The Street confirms:

Merck said the decision followed data from a Phase 1 trial of its V590 and V591 vaccine candidates, which showed immune responses that were inferior to those seen in patients who were infected naturally, as well as those dosed by other COVID-19 vaccines. Merck said it will continue to develop its other coronavirus therapies, including its MK-7110, which received Emergency Use Authorization approval from the Food & Drug Administration late last year.

“We are grateful to our collaborators who worked with us on these vaccine candidates and to the volunteers in the trials,” said Merck Research Laboratories president Dr. Dean Y. Li. “We are resolute in our commitment to contribute to the global effort to relieve the burden of this pandemic on patients, health care systems and communities.”

Merck shares were marked 0.8% lower in early trading following the vaccine program news to change hands at $80.32 each.

From BioPharmaDive:

Merck’s status as a leading company in infectious disease treatments made its early absence from coronavirus vaccine development all the more notable. While companies like Pfizer, AstraZeneca and Moderna each began human trials of vaccine candidates in the first six months of 2020, Merck didn’t even make its development plans public until last May, when it announced both the Themis and IAVI deals.

The company’s late entry reportedly followed a rejected overture to the University of Oxford, which eventually licensed its vaccine candidate to AstraZeneca.

With the IAVI and Themis vaccines, Merck bet on established technologies, which the company argued were more likely to succeed and result in a easier-to-distribute product. In doing so, Merck shied away from newer methods like messenger RNA. Though Merck has long been a Moderna partner and investor, for instance, the pharma didn’t back an mRNA-based vaccine. And CEO Ken Frazier publicly raised doubts about how quickly early movers would be able to prove out their vaccines.

Daria Hazuda, Merck’s head of infectious disease discovery, told Biopharma Dive in June that Merck was wary of pursuing a two-dose vaccine regimen during a pandemic. “Just think about global implementation, cost of goods and the burden on the healthcare infrastructure to do that in the midst of an epidemic,” Hazuda said at the time.

She also noted Merck’s preference for a shot with a faster immune response, claiming that’s why Merck favored vaccines based on modified viruses, which she said “tend to offer the greatest level of high level immunity really quickly.”

Merck wasn’t alone in its skepticism: Sanofi and partner GlaxoSmithKline, two other top vaccine makers, chose more traditional, protein-based technology for their vaccine, figuring it would lead to a more potent shot. (Sanofi has an mRNA-based vaccine in development through a deal with Translate Bio, but human testing hasn’t begun yet.)

But both Merck’s and Sanofi’s vaccines have now come up short.
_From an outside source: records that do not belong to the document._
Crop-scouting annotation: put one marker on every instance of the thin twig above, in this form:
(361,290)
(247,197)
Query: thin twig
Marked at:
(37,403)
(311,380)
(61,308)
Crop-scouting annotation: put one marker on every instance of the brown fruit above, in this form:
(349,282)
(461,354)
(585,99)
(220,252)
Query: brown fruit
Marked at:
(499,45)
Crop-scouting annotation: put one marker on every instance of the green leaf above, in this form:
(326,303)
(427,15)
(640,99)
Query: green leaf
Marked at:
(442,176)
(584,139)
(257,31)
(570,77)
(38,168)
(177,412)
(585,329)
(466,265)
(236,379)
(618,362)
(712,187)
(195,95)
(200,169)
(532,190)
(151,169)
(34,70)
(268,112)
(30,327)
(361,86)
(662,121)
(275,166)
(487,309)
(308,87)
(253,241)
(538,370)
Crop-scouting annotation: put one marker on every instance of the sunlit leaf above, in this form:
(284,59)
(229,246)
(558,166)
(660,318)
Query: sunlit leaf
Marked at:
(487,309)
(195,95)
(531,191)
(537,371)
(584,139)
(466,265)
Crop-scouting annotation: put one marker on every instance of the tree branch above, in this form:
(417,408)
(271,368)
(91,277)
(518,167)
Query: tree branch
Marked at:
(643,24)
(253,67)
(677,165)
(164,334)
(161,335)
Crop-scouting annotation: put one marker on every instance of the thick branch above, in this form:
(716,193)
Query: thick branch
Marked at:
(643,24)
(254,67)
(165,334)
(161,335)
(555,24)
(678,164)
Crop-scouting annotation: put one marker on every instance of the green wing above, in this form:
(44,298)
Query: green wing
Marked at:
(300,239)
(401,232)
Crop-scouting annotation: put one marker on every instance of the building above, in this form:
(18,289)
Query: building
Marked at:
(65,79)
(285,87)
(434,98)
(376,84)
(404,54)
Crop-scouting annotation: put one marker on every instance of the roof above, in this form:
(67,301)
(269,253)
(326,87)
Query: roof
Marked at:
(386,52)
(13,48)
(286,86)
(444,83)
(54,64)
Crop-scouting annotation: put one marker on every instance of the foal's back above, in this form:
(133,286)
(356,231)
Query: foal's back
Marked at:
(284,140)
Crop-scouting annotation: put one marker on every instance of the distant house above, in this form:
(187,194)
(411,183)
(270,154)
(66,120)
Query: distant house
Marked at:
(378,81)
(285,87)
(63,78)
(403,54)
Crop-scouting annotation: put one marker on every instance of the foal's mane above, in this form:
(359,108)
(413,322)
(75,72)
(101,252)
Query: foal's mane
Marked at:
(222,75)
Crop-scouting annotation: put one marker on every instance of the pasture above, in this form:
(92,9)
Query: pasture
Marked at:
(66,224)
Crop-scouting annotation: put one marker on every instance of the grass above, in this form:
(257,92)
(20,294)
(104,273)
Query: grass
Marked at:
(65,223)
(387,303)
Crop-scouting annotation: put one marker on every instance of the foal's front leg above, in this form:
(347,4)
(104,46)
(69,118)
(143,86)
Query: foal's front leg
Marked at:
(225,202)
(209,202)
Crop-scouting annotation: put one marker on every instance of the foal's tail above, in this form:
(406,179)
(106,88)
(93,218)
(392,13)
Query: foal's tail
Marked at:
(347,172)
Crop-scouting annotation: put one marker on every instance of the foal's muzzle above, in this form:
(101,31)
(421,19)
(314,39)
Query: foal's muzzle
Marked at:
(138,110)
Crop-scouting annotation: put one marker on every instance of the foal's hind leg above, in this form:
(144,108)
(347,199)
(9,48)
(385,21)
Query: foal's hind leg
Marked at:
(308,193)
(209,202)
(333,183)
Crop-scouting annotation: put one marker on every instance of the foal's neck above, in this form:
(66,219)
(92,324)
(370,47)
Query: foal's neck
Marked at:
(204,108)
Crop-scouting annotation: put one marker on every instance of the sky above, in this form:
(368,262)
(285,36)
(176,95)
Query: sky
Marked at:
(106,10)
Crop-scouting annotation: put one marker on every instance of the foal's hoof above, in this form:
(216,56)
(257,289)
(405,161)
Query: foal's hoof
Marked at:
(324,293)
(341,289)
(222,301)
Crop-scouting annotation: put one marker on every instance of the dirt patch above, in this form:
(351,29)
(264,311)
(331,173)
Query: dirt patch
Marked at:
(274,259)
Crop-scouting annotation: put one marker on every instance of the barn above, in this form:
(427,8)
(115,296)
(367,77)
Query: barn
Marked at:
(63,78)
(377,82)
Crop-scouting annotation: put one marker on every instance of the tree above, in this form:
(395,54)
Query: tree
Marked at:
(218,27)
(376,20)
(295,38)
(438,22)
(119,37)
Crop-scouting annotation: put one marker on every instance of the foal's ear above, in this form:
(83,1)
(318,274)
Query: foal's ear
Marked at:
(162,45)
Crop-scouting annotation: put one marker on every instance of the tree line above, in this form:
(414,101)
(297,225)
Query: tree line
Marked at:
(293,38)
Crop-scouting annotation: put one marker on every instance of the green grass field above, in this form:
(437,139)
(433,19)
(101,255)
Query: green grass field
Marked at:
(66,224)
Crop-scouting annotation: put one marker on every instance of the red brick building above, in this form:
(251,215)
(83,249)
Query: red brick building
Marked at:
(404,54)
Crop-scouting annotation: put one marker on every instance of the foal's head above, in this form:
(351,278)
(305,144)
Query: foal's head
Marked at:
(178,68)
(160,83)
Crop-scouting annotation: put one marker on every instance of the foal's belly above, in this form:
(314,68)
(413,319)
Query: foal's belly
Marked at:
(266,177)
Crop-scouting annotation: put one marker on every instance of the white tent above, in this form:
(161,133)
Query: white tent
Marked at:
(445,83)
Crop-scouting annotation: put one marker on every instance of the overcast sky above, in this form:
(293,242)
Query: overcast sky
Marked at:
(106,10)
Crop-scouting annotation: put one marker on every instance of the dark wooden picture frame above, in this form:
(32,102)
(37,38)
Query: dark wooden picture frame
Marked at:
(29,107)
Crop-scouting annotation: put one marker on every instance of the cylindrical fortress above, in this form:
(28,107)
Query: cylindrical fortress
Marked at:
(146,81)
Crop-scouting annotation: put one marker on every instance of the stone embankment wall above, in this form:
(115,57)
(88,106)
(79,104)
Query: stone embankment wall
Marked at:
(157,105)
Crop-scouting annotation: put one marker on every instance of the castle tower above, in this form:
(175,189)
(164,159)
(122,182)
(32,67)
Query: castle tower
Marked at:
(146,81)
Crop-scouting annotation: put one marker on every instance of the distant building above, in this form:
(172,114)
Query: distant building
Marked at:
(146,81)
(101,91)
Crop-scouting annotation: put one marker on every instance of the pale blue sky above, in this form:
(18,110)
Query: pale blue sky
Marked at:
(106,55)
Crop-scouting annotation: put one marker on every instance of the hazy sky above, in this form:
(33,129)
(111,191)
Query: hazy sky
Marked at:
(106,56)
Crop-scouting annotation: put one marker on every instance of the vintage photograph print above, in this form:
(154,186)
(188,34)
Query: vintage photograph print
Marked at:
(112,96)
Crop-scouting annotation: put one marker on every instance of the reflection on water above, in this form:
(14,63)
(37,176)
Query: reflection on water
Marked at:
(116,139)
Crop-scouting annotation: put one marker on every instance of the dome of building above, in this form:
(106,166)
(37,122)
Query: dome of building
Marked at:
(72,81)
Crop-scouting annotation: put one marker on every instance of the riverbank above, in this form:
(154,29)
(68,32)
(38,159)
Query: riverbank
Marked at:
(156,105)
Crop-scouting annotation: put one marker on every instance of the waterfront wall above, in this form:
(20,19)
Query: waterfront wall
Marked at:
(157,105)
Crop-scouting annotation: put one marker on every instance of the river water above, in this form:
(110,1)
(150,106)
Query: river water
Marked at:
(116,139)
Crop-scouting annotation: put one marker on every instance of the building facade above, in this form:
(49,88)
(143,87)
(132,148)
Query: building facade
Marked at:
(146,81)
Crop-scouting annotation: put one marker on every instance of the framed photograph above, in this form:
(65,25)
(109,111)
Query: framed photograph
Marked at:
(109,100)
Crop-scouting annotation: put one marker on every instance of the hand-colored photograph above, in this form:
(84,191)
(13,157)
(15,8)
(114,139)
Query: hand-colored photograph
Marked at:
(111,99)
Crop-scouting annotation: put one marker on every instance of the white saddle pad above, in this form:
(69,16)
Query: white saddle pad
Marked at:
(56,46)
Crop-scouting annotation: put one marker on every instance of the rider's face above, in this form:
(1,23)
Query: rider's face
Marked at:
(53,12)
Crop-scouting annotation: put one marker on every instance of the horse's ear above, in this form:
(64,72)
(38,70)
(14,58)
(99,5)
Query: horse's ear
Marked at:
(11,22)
Sanofi and GSK are working on a different version of their shot after weaker-than-expected results in an early study — a monthslong delay.

Pfizer’s and Moderna’s vaccines, meanwhile, have proven strongly effective at preventing COVID-19, raising the bar for any developers that follow them.

Merck will now focus on developing COVID-19 treatments, which are still desperately needed as initial vaccine rollout goes slower than many had hoped. The company has two prospective drugs in testing. One, an oral antiviral called molnupiravir and licensed from Ridgeback Biotherapeutics, is being studied for both hospital and outpatient treatment. The other, acquired through Merck’s buyout of OncoImmune, is meant to tamp down an overactive immune response in more severe COVID-19.